The change in the proprietorship of the travelling theatres conducted during so many years by Scowton and Richardson may be regarded as a stage in the history of the people’s amusements. The decline which showmen had noted during the preceding years had not been perceptible to the public, who had crowded the London fairs more densely than ever, and found as many showmen catering for their entertainment as in earlier years. But while the crowds that gazed at Wombwell’s show-cloths, and the parades of Richardson’s theatre and Clarke’s circus, became more dense every year, the showmen found their receipts diminish and their expenses increase. The people had more wants than formerly, and their means of supplying them had not, at the time of the decadence of the London fairs, experienced a corresponding increase. The vast and ever-growing population of the metropolis furnished larger crowds, but the middle-class element had diminished, and continued to diminish; and the showmen found reduced charges to be a necessity, without resulting in the augmented gains which follow a reduction of prices in trade.

Scowton’s theatre was sold by private contract to Julius Haydon, who, after expending a considerable sum upon it, making it rival Richardson’s in size, found the results so little to his advantage that he disposed of the whole concern a year afterwards to the successors of Richardson.

These were the showman’s old friends, John Johnson, to whom he left a legacy of five hundred pounds, and Nelson Lee, who, after the unfortunate speculation with his brother in the Old Kent Road, had travelled for a time with Holloway’s show, then gone to Scotland with Grey’s fantoccini, and, after a turn at Edinburgh with Dodsworth and Stevens’s automatons, had returned to London, and was at the time of Richardson’s death managing Sadler’s Wells theatre for Osbaldiston. When he saw Richardson’s property advertised for sale, he conferred with Johnson on the subject of its purchase by them, which they effected by private contract, Lee resigning his post at Sadler’s Wells to undertake the management.

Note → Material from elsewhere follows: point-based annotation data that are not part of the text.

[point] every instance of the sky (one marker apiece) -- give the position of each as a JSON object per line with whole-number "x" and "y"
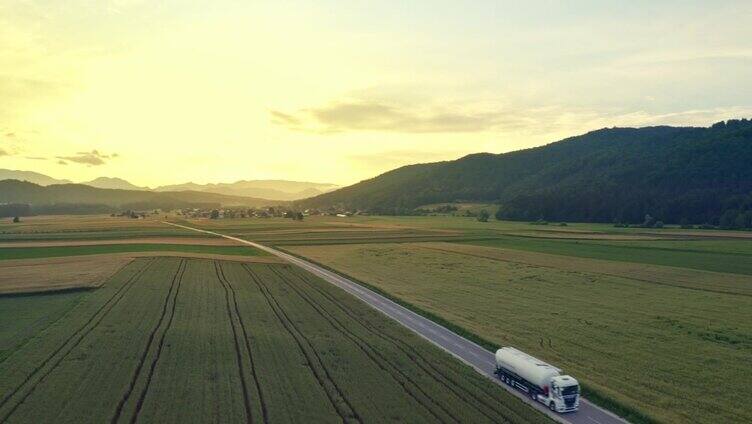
{"x": 169, "y": 91}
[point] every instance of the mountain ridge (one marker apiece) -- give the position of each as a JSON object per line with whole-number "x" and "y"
{"x": 693, "y": 174}
{"x": 274, "y": 189}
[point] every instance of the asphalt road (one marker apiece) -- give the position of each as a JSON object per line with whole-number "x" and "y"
{"x": 465, "y": 350}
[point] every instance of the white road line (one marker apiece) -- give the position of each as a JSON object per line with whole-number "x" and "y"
{"x": 391, "y": 309}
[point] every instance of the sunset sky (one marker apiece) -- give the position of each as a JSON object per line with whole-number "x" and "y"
{"x": 171, "y": 91}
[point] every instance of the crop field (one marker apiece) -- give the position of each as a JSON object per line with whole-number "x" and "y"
{"x": 194, "y": 340}
{"x": 87, "y": 227}
{"x": 661, "y": 340}
{"x": 59, "y": 251}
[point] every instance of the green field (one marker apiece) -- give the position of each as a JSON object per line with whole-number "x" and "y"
{"x": 721, "y": 256}
{"x": 87, "y": 227}
{"x": 193, "y": 340}
{"x": 642, "y": 343}
{"x": 57, "y": 251}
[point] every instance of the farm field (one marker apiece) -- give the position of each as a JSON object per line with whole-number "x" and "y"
{"x": 86, "y": 227}
{"x": 647, "y": 344}
{"x": 100, "y": 249}
{"x": 237, "y": 342}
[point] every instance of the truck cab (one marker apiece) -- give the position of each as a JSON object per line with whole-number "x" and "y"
{"x": 563, "y": 394}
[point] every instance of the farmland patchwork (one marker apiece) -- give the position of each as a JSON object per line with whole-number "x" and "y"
{"x": 236, "y": 342}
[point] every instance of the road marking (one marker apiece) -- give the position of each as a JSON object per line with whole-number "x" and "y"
{"x": 384, "y": 305}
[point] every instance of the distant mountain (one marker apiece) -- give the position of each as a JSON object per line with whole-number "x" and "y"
{"x": 79, "y": 198}
{"x": 267, "y": 189}
{"x": 113, "y": 183}
{"x": 30, "y": 176}
{"x": 697, "y": 175}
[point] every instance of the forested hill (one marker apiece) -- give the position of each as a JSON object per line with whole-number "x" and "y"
{"x": 621, "y": 174}
{"x": 79, "y": 198}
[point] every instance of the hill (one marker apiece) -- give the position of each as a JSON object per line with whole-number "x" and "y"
{"x": 79, "y": 198}
{"x": 30, "y": 176}
{"x": 267, "y": 189}
{"x": 113, "y": 183}
{"x": 676, "y": 174}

The new proprietors furnished the theatre with a new front, and provided new dresses for the ballet in Esmeralda, which was then attracting large audiences to the Adelphi. They did not propose to open with this drama, but they thought the ballet would be a success on the parade outside, which managers of travelling theatres find it necessary to make as attractive as possible, the public forming their anticipations of the entertainment to be witnessed inside by what they see outside, as they do of tenting circus performances by the extent and splendour of the parade round the town and neighbourhood which precedes them. I once saw a very pretty harvest-dance of reapers and gleaners on the parade of Richardson’s theatre, and on another occasion a fantastic dance of Indians, who held cocoa-nuts in their hands, and struck them together, assuming every variety of attitude, each dancer sometimes striking his own nuts together, and sometimes his own against those of his vis-à-vis.

They were in time for the Whitsuntide Fair at Greenwich, where the theatre stood at the extreme end of the fair, near the bridge at Deptford Creek. The Esmeralda dance was a great success, and Oscar Byrne, who had arranged the ballet for the Adelphi, visited the theatre, and complimented Lee on the manner in which it was produced. The drama was The Tyrant Doge, and the pantomime, arranged by Lee for the occasion, had local colour given to it, and the local title of One Tree Hill. The season opened very favourably, though both the management and the public experienced considerable annoyance from a party of dissolute young men, of whom the Marquis of Waterford was one, and who threw nuts at the actors, and talked and laughed loudly throughout the performance.

Delamore had succeeded Lewis as stage-manager, scene-shifter, and wardrobe-keeper, a few years before Richardson’s death, and he was retained in that position by the new proprietors. John Douglass and Paul Herring were in the company at this time; also Crowther, who was subsequently engaged at Astley’s, and married Miss Vincent, who was for so many years a popular favourite at the Victoria as the heroine of a series of successful domestic dramas.

Among the minor shows attending the fairs of the southern counties at this period was the portable theatre of Newman and Allen, which, towards the end of the summer, was pitched upon a piece of waste ground at Norwood, and remained there two or three weeks. The fortunes of the company seemed at low ebb, and the small “houses” which they had nightly, with a charge for admission of twopence to front seats, and a penny to the back, did not place the treasury in a very flourishing condition. Small as the company was, they aimed at a higher performance than was usually given in a portable theatre, for on the two occasions that I patronised the canvas temple of Thespis the plays were Virginius and John Bull, considerably cut down, as was to have been expected, the smallness of the company rendering it necessary to excise some of the characters.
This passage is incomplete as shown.